And five years ago, in another article (see BLACK SEA: TOWARDS AREAS OF INFLUENCE ON MOSCOW-ANKARA AXIS?), I wrote: “The route Chișinău-Tiraspol’-Comrat-Odessa-Sevastopol’-Simferopol’-Donetsk-Lugansk-Sukhumi-Tskhinvali [is] a long transmission chain of Russian power, where the central part of the run (Crimea, with its base of the Russian Black Sea Fleet) is already evidently and resolutely part of the Federation territory, and the remnant is an informal complement. If this is true, the other route Sofia-Bucharest-Kiev-Tbilisi, the political axis detractors accuse of being at the service of the West, seems no longer working because of the changed geopolitical conditions.
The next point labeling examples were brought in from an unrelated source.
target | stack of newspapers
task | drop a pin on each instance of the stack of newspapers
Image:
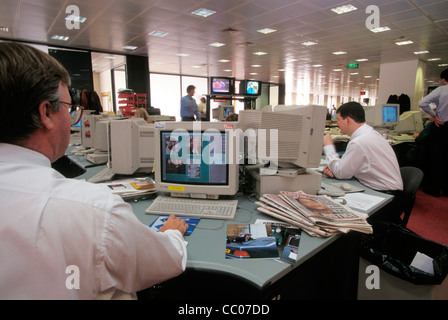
(319, 216)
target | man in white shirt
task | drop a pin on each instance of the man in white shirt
(63, 238)
(368, 157)
(436, 180)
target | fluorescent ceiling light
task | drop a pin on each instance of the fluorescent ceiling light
(71, 17)
(403, 42)
(202, 12)
(344, 9)
(380, 29)
(217, 44)
(57, 37)
(157, 33)
(309, 43)
(266, 30)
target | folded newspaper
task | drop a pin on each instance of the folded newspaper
(319, 216)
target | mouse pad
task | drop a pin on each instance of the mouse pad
(353, 188)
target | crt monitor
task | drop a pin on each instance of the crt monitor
(410, 122)
(225, 111)
(288, 135)
(250, 87)
(382, 115)
(196, 160)
(132, 146)
(222, 85)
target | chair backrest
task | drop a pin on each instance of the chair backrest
(412, 178)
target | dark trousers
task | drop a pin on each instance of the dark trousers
(436, 176)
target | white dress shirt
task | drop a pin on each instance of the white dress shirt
(48, 224)
(369, 158)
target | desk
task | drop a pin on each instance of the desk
(326, 268)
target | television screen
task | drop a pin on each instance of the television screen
(253, 88)
(222, 85)
(390, 114)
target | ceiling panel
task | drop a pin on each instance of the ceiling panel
(111, 24)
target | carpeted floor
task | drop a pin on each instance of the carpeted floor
(429, 217)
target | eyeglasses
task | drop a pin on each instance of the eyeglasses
(75, 111)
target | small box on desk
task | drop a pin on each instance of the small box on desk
(309, 182)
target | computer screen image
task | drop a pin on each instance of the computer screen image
(222, 85)
(195, 162)
(250, 87)
(382, 115)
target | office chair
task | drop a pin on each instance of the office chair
(412, 177)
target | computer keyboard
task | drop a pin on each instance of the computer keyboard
(104, 175)
(202, 208)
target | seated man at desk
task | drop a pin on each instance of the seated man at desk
(368, 157)
(64, 238)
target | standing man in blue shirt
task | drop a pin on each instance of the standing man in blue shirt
(188, 107)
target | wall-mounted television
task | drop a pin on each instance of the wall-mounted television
(222, 85)
(250, 87)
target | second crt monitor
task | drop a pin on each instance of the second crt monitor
(196, 159)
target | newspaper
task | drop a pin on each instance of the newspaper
(317, 215)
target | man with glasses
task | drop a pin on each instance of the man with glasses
(64, 238)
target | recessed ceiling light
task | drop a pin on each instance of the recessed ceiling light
(344, 9)
(57, 37)
(309, 43)
(71, 17)
(266, 30)
(202, 12)
(379, 29)
(157, 33)
(217, 44)
(403, 42)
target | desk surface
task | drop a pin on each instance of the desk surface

The West, while pledging to fight a more and more elusive “terrorist” enemy, crumbles as a concept and as a guarantor of territorial balances it was helping to shape for more than 70 years.”

The Chinese State Councilor and Minister of Foreign Affairs Wáng Yì (left) and the Russian Foreign Minister Sergej Lavrov

I close these brief remarks by recalling China’s National Defense in the New Era, a report Beijing published in July 2019. It stated: “As the realignment of international powers accelerates and the strength of emerging markets and developing countries keeps growing, the configuration of strategic power is becoming more balanced.”